Risk-Adjusted Performance

Very Weak

 
Weak
 
Strong
Over the last 90 days Alamo Group has generated negative risk-adjusted returns adding no value to investors with long positions. Despite latest weak performance, the Stock's essential indicators remain stable and the current disturbance on Wall Street may also be a sign of long-run gains for the company stockholders.
Deere Company 

Risk-Adjusted Performance

Weak

 
Weak
 
Strong
Compared to the overall equity markets, risk-adjusted returns on investments in Deere Company are ranked lower than 3 (%) of all global equities and portfolios over the last 90 days. In spite of rather sound technical and fundamental indicators, Deere is not utilizing all of its potentials. The recent stock price tumult, may contribute to shorter-term losses for the shareholders.

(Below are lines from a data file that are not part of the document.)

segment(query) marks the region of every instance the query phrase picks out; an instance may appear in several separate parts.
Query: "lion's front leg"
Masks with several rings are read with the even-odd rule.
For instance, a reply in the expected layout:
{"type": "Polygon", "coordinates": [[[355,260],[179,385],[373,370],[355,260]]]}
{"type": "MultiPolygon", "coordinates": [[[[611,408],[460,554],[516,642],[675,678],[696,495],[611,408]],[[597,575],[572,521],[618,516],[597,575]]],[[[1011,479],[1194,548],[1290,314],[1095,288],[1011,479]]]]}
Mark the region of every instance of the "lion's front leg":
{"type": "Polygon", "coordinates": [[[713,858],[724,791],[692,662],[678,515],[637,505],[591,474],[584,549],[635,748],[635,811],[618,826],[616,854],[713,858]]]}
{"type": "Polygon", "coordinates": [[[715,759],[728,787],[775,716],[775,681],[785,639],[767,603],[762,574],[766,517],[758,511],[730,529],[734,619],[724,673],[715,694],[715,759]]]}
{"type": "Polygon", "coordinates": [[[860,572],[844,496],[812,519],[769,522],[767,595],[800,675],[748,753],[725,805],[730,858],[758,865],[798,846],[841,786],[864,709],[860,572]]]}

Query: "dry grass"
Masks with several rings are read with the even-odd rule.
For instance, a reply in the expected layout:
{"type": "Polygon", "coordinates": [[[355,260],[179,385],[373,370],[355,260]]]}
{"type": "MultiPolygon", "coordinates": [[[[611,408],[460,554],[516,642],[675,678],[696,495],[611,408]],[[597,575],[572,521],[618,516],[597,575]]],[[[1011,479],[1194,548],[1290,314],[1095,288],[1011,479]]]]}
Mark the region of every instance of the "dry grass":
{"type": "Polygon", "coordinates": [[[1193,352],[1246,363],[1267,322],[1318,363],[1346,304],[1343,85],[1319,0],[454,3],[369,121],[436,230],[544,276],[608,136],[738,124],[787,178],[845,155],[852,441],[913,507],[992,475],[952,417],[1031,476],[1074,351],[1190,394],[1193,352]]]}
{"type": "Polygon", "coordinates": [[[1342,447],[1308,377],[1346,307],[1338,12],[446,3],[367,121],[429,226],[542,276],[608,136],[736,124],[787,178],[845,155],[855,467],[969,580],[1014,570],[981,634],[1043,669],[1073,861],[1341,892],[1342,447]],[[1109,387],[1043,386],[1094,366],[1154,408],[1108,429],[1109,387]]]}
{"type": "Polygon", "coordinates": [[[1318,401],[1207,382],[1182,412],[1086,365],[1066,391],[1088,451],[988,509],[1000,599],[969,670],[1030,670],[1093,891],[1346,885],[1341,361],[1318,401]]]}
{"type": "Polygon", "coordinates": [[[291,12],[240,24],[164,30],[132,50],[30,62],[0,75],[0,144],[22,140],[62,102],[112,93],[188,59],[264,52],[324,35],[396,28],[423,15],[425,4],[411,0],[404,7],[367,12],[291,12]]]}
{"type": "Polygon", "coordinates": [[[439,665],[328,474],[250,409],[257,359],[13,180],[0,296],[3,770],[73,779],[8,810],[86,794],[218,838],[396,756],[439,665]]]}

Alamo and Deere Volatility Contrast

   Predicted Return Density   
       Returns  

Pair Trading with Alamo and Deere

The main advantage of trading using opposite Alamo and Deere positions is that it hedges away some unsystematic risk. Because of two separate transactions, even if Alamo position performs unexpectedly, Deere can make up some of the losses. Pair trading also minimizes risk from directional movements in the market. For example, if an entire industry or sector drops because of unexpected headlines, the short position in Deere will offset losses from the drop in Deere's long position.
The idea behind Alamo Group and Deere Company pairs trading is to make the combined position market-neutral, meaning the overall market's direction will not affect its win or loss (or potential downside or upside). This can be achieved by designing a pairs trade with two highly correlated stocks or equities that operate in a similar space or sector, making it possible to obtain profits through simple and relatively low-risk investment.
Check out your portfolio center.
Note that this page's information should be used as a complementary analysis to find the right mix of equity instruments to add to your existing portfolios or create a brand new portfolio. You can also try the Pair Correlation module to compare performance and examine fundamental relationship between any two equity instruments.